Weight Initialization for Deep networks

$z=w_1x_1+w_2x_2+w_3x_3+w_4x_4$ assuming $b=0$

In order to avoid vanishing and explding gradient:

Large $n$ , you want smaller $w_i$

One reasonable thing to do would be to set the variance of $w_i=\frac{1}{n^{[l-1]}}$ , where $n$ is the number of input features that’s going into a neuron.

wl=np.random.rand(shape)*np.sqrt(1/n^(l-1))

For ReLU activation, variance of $w_i=\frac{2}{n^{[l-1]}}$ works better.

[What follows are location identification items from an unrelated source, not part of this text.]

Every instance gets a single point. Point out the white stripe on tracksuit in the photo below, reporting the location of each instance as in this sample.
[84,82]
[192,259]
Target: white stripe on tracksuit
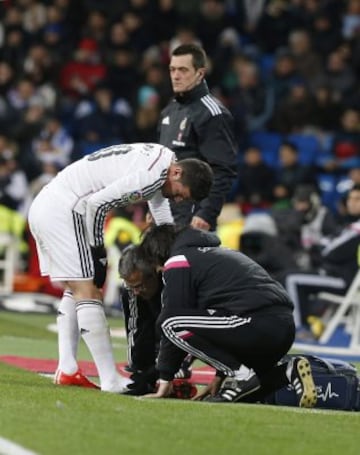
[298,279]
[172,325]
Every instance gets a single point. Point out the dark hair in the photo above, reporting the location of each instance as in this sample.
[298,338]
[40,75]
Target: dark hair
[133,260]
[355,187]
[290,145]
[198,176]
[157,242]
[198,54]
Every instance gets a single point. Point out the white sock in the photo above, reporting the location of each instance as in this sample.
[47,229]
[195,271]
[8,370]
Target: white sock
[244,373]
[95,331]
[68,334]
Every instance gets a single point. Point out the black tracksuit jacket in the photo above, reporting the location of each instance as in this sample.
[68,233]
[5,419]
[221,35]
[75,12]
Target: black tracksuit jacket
[197,125]
[200,274]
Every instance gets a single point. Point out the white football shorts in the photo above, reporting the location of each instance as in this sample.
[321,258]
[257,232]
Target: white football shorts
[62,246]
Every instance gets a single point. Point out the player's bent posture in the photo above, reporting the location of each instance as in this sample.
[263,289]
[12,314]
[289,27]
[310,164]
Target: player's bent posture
[223,308]
[67,219]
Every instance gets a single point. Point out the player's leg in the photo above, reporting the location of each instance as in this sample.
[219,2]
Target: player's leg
[94,330]
[68,371]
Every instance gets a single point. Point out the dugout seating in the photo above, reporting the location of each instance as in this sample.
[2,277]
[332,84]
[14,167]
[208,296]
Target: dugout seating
[347,312]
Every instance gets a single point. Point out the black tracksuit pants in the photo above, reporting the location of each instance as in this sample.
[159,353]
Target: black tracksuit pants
[258,340]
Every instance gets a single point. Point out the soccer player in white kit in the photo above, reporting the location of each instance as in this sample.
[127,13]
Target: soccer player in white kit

wl=np.random.rand(shape)*np.sqrt(2/n^(l-1))

For tanh activation, variance of $w_i=\frac{1}{n^{[l-1]}}$ works better. This is called Xavier initialization.

wl=np.random.rand(shape)*np.sqrt(1/n^(l-1))

Another version we’re taught by Yoshua Bengio for tanh activation variance of $w_i=\frac{2}{n^{[l-1]}+n^{[l]}}$ .

wl=np.random.rand(shape)*np.sqrt(2/(n^(l-1)+n^l))

This doesn’t solve valinishing/exploding gradients, but it helps.

This variance is one of the hyperparameter but the effect can be small.